Tariq e sua família retornaram à Palestina após a assinatura dos tratados em Oslo com a esperança de ter deixado o passado assustador para trás. O jovem tornou-se um oficial da polícia da Autoridade Palestina e sua família ficou orgulhosa. No seu retorno, Tariq viveu na Faixa de Gaza, mas seu trabalho o fez mudar para a Margem Ocidental, especificamente para o vilarejo de Halhoul.
Na semana passada a vila foi atacada pelas forças sionistas e o jovem Tariq morto. Testemunhas oculares relataram que Tariq foi baleado no peito e que os soldados o amarraram na frente do jipe que corria pelas ruas do lugarejo não obstante o palestino sangrar abundantemente. Ao final da “brincadeira” Tariq faleceu. As ambulâncias e os moradores de Halhoul foram mais uma vez bloqueados pelo mesmo exército de vinte anos atrás que se recusou a permitir qualquer tipo de assistência ao jovem já morto. Os habitantes locais acrescentaram que os soldados não permitiram que ninguém se aproximasse da vítima.
O governo belga anunciou que não poderá julgar os acusados do genocídio palestino porque eles gozam de imunidade diplomática. Isso significa que Tariq não apenas não terá mais justiça como sobrevivente de um massacre no passado, mas também torna cada vez mais remota a chance dele ter justiça um dia, como vítima da mais recente barbárie.

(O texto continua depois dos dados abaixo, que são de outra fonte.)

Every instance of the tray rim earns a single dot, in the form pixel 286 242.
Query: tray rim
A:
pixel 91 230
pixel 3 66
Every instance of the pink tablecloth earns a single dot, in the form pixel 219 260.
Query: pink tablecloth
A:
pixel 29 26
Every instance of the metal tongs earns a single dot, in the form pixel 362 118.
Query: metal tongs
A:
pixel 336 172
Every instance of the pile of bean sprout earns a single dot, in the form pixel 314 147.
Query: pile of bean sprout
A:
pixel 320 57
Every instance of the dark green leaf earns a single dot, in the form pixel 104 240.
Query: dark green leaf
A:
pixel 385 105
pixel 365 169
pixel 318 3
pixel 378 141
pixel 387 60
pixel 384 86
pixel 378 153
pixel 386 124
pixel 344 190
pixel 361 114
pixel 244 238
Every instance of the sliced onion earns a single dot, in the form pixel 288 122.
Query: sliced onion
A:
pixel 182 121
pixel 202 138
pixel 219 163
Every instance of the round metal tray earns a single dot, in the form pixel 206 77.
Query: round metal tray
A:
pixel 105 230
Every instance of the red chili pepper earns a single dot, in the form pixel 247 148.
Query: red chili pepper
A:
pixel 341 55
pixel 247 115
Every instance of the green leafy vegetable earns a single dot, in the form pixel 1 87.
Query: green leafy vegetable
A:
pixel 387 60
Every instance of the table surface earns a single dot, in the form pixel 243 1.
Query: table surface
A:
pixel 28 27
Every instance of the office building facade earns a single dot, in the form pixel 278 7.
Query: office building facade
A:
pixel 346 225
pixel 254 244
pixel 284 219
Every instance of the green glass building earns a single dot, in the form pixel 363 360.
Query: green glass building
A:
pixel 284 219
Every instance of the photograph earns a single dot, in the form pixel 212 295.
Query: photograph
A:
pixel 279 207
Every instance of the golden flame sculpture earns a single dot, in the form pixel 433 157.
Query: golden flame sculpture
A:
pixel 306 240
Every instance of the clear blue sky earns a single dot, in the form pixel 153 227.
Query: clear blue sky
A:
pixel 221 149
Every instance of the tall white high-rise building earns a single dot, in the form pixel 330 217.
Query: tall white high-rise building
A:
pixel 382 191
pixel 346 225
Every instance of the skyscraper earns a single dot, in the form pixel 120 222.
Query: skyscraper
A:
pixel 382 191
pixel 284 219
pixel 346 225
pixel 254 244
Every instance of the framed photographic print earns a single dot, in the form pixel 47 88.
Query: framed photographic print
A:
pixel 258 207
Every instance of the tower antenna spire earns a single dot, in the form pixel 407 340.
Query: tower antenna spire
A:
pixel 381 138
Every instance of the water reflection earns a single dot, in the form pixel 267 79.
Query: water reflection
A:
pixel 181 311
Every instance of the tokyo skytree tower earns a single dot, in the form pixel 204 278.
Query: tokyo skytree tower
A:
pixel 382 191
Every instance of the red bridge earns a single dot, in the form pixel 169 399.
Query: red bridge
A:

Dedico o meu modesto trabalho ao jovem Tariq Hindawi e ao povo palestino.
Nessa hora dramática para o povo palestino, a minha homenagem a Abu Jandal, shahid al Allah, herói do campo de refugiados de Jenin, que resistiu por 14 dias aos tanques, helicópteros e tropas da entidade sionista com apenas com um fuzil. Abu Jandal, de acordo com testemunhas oculares, depois de sua heroica resistência foi preso, algemado, vendado e executado.”